All substance was obliterated symbolizes cravings, which are a product of self-love. That was on the face of the ground symbolizes the descendants of the earliest church. From human to animal to creeping thing to the bird of the heavens symbolizes the nature of their evil. The human is the actual nature, the animal is cravings, the creeping thing sensual pleasure, and the bird of the heavens the falsity that grows out of these. And they were obliterated from the earth sums it up by saying that the earliest church passed away. Noah alone was left, and what was with him in the ark, means that those who made up the new church were kept alive, what was with him in the ark being everything that belonged to the new church. (Secrets of Heaven 807)
In summary, the ark is the vessel that holds the goodness and truth still there in the "old church" or whatever earthly institutions were there before. As evil and falsity consume those earthly institutions and destroys them like a flood, the ark with its goodness and truth stays intact. And when the flood dissipates, the goodness and truth in the ark can come forth to "inherit the earth" in a "new church."

In my opinion, the LDS Church isn't the New Church that will inhabit the world after evil dissipates, in the Millennial Kingdom. Instead, it's the ark that keeps the goodness and truth, which will build that New Church, intact during this dark time.

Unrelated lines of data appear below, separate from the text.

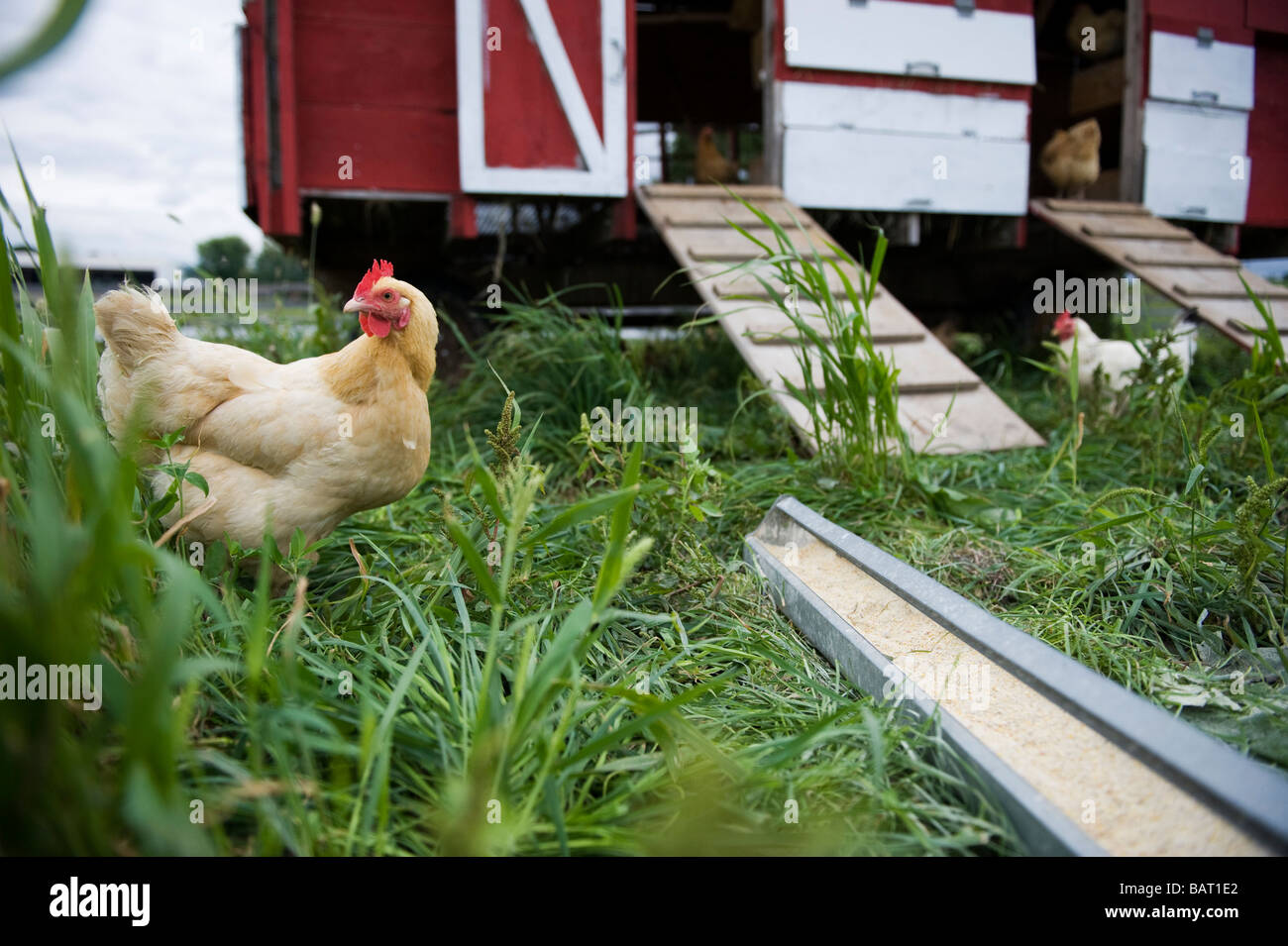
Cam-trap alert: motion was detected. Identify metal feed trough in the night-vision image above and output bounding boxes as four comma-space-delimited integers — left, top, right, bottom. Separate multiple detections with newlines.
744, 497, 1288, 855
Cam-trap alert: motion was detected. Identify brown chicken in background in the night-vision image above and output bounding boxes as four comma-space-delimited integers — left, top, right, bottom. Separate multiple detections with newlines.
693, 125, 738, 184
1039, 119, 1100, 197
1064, 4, 1126, 59
94, 262, 438, 569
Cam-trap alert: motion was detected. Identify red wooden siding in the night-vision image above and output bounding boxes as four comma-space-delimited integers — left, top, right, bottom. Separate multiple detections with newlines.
773, 0, 1033, 102
295, 0, 460, 194
1244, 0, 1288, 34
242, 0, 460, 236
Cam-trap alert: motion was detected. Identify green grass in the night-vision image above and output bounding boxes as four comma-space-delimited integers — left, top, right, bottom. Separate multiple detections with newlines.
0, 172, 1288, 855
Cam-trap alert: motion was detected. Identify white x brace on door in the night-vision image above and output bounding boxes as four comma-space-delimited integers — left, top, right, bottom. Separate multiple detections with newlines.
456, 0, 630, 197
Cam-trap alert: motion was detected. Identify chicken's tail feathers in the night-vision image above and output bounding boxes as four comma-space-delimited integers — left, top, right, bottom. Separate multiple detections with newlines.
94, 287, 179, 373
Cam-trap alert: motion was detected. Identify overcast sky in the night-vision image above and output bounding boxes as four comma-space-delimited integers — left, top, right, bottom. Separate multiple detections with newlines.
0, 0, 263, 271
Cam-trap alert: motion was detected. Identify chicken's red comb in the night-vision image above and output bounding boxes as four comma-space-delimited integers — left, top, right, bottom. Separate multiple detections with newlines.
353, 260, 394, 296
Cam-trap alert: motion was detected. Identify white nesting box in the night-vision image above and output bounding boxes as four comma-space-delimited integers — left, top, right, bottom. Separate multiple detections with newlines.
776, 0, 1035, 216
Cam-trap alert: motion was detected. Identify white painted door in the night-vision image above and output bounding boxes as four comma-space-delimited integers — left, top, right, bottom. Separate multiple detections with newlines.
456, 0, 632, 197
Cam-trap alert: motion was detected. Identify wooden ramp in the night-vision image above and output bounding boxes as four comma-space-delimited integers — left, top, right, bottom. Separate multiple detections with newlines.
635, 184, 1044, 453
1029, 198, 1288, 349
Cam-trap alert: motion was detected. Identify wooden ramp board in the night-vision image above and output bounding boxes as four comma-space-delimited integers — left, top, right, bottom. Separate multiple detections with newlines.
635, 184, 1046, 453
1029, 198, 1288, 349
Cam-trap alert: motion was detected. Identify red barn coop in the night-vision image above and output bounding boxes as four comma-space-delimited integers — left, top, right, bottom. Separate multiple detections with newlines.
242, 0, 1288, 345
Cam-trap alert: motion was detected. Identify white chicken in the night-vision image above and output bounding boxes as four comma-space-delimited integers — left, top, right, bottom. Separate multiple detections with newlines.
1051, 311, 1197, 394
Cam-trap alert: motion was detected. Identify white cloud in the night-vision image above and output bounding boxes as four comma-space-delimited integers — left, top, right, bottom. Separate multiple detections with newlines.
0, 0, 263, 270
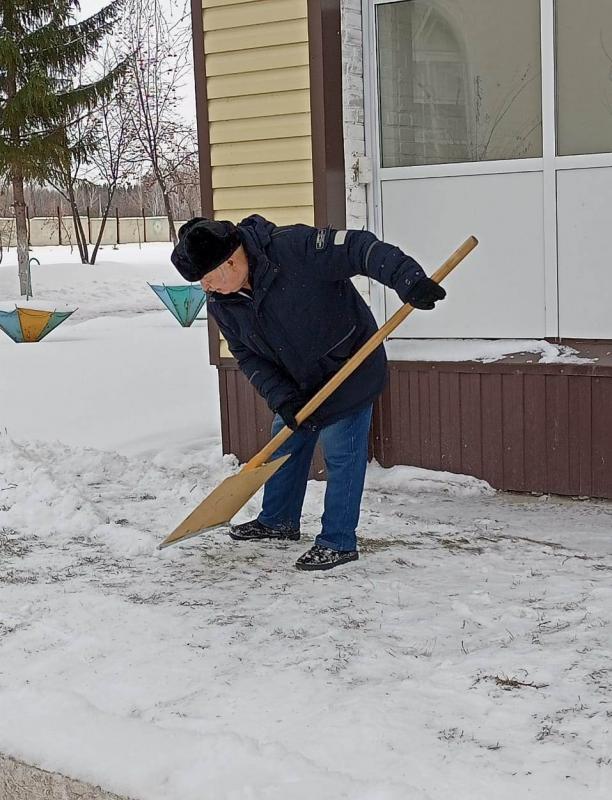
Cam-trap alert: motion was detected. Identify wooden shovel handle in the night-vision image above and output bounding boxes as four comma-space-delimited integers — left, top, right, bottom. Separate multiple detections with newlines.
243, 236, 478, 469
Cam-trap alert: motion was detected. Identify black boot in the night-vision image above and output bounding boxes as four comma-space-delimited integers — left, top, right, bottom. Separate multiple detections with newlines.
230, 519, 300, 542
295, 544, 359, 570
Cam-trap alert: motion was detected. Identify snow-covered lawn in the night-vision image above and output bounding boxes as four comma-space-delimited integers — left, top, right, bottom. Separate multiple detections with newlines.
0, 245, 612, 800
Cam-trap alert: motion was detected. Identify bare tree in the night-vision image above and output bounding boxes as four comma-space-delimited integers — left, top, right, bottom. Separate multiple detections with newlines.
47, 113, 99, 264
126, 0, 197, 242
90, 51, 135, 264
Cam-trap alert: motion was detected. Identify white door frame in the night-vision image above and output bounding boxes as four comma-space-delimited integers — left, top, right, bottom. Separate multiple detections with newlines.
362, 0, 612, 338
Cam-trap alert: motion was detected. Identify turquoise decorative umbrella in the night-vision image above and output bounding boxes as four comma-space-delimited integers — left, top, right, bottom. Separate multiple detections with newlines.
149, 283, 206, 328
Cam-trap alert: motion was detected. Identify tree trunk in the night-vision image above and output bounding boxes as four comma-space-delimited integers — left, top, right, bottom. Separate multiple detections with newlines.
157, 176, 178, 245
89, 186, 119, 264
67, 181, 89, 264
13, 175, 32, 296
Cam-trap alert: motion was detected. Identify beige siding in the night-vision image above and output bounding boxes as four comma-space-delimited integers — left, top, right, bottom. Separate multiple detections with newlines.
207, 66, 310, 101
202, 0, 314, 224
210, 136, 312, 167
213, 161, 312, 188
202, 0, 314, 356
204, 19, 308, 53
215, 206, 314, 225
206, 0, 306, 31
208, 89, 310, 122
206, 42, 308, 79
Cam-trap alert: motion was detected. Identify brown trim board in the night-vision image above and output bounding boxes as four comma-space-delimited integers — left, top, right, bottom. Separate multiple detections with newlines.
191, 0, 213, 217
308, 0, 346, 228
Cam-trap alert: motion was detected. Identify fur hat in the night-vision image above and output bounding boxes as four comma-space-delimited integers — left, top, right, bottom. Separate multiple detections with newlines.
170, 217, 242, 282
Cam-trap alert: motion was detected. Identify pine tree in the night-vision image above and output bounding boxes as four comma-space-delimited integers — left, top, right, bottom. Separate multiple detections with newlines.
0, 0, 126, 295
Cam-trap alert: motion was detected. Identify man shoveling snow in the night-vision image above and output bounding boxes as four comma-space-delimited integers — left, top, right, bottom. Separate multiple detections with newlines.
171, 215, 446, 570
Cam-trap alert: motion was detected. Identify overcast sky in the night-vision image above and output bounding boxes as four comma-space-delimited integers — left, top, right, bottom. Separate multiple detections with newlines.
79, 0, 195, 124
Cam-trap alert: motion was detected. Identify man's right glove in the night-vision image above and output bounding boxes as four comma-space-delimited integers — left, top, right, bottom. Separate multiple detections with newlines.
402, 277, 446, 311
276, 398, 306, 431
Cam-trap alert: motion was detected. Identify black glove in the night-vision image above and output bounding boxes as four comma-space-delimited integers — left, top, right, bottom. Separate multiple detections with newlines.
276, 398, 306, 431
402, 277, 446, 311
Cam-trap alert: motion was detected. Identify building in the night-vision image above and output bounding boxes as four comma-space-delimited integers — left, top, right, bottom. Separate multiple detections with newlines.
192, 0, 612, 497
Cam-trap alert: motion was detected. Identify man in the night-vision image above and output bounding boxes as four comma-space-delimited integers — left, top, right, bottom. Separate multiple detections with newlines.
171, 215, 446, 570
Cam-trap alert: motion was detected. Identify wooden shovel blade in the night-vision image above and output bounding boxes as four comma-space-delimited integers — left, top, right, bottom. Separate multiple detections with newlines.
158, 453, 291, 550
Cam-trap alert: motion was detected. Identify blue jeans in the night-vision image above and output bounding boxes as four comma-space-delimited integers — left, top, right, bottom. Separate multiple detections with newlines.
258, 405, 372, 551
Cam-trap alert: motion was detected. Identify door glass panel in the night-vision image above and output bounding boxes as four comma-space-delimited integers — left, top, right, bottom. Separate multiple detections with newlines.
555, 0, 612, 156
376, 0, 542, 167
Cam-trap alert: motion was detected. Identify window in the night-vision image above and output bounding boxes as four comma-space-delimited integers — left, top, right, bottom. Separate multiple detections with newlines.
555, 0, 612, 156
376, 0, 542, 167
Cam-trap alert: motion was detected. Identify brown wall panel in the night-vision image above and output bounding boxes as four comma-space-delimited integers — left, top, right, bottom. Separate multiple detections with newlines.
523, 375, 548, 492
480, 373, 504, 486
502, 373, 525, 491
567, 375, 593, 496
591, 377, 612, 497
440, 372, 461, 472
459, 373, 483, 477
219, 362, 612, 498
546, 375, 570, 494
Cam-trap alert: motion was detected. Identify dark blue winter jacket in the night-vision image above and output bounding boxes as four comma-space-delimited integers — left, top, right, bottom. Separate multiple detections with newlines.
208, 214, 425, 427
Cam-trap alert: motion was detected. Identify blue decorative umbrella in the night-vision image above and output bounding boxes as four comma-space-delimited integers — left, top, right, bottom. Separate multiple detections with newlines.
0, 306, 74, 342
149, 283, 206, 328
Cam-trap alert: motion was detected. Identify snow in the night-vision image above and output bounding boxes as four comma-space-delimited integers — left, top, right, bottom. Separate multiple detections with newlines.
0, 245, 612, 800
385, 339, 597, 364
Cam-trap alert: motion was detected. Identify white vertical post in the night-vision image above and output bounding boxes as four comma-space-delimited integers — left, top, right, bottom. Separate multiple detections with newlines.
361, 0, 387, 326
540, 0, 559, 337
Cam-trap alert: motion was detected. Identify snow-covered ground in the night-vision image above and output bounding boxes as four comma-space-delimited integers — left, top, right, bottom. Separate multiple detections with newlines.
0, 245, 612, 800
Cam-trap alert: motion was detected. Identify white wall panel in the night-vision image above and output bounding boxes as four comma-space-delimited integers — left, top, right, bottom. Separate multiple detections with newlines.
557, 167, 612, 339
382, 172, 544, 338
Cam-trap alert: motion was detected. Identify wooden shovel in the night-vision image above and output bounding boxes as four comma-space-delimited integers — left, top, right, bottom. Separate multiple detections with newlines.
159, 236, 478, 550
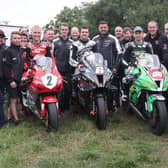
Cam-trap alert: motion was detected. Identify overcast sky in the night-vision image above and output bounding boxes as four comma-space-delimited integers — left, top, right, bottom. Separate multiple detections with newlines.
0, 0, 97, 27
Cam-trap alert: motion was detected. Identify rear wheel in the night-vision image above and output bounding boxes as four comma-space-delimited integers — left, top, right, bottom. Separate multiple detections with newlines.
96, 96, 107, 130
149, 101, 167, 135
47, 103, 58, 131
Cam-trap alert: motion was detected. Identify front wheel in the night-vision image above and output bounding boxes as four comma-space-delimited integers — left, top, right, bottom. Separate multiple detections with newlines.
96, 97, 107, 130
149, 101, 167, 135
47, 103, 58, 131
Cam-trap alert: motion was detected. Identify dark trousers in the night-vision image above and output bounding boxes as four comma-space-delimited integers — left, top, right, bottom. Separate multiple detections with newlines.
0, 88, 5, 126
59, 75, 72, 112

Voyage to the Promised Land

The other scriptural story that explains this principle is the beginning of the Book of Mormon, namely 1 Nephi. We can read it in much the same way as the "Noah's Ark" story, only with details more relevant to today.

When Lehi leaves Jerusalem with his family, you can think of it as a symbolic representation of the way God "points" His will away from the "Old Church" (the churches of the Apostasy) and toward the "New Church" (what will exist in the Millennium). When Nephi goes back to get the brass plates, he's trying to reclaim the goodness and truth still left in the Old Church. When Nephi kills Laban to get the brass plates and puts on his clothes, this symbolically represents the way the New Church begins to form by first separating the goodness and truth of the Old Church from the "letter" (killing Laban) and then by re-embodying that goodness and truth (putting on Laban's clothes). This re-embodiment is a vessel that helps contain it for the journey ahead (as a side note, this is a parallel to the Book of Mormon itself : the Book of Mormon is to the Bible what Nephi in Laban's clothes is to Laban). Finally, the voyage to the promised land is the way the goodness and truth in the Old Church re-embodied in the LDS Church can get to the Promised Land: the paradise where the New Church can exist in freedom.


There you go: the LDS Church isn't what matters, but the container or vessel for what matters. It's important not because of what it is, but because of what it holds, what it "points to." So don't diss it for not being what it's not meant to be.